ReplyDeleteAs far as the csection goes, im sorry it was rough. sounds like your spinal was not working very well. I'm so sorry. Just know I've been in on lots of csections and they usually ARENT terrible. Chances are next time (if you have to have a repeat section, which is usually done)it will be much better and totally different. Usually mommys are awake and smiling during the whole thing.
I'm so thankful she is here and healthy, what a blessing! There are so many things that can happen in pregnancy and delivery..and we arent guaranteed healthy babies. Now that I'm carrying my own I think about this a lot. Luckily, it is out of my hands and in someone MUCH better, the Lords, so I TRY not to worry.
Is she feeding better?
Love you and lemme know if you need anything or if there is any specific "baby gaget" that she just LOVES and i should get for mine...
Ash
Hey, thanks for the post. Yeah the decels were increasing in frequency and length. It was very scary. I was glad when we got the go ahead for the c-section. Canaan was very upset with the anesthesiologist. Canaan saw him checking his Facebook page in his phone during the surgery.
ReplyDeleteOther than that issue, everyone was great, and we had some wonderful nurses.

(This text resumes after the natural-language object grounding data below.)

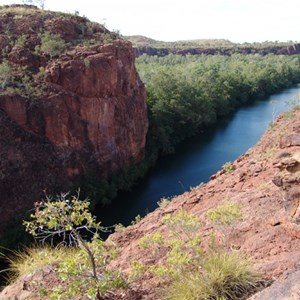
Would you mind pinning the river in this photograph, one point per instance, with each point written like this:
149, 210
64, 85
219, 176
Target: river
198, 158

Juliette is feeding fine. At the hospital she wouldn't wake up to eat. She was just too tired. Apparently, that's pretty common. She also would thrust her tongue when she sucked, which made it difficult. I ended up using a pacifier (the kind you can put your finger in) to hold her tongue in place while she sucked. The lactation consultants don't like this, but it seemed to help to help her. She was 6 pounds 1.75 ounces when we left the hospital. She is now 7 pounds 3 ounces, so she's doing well.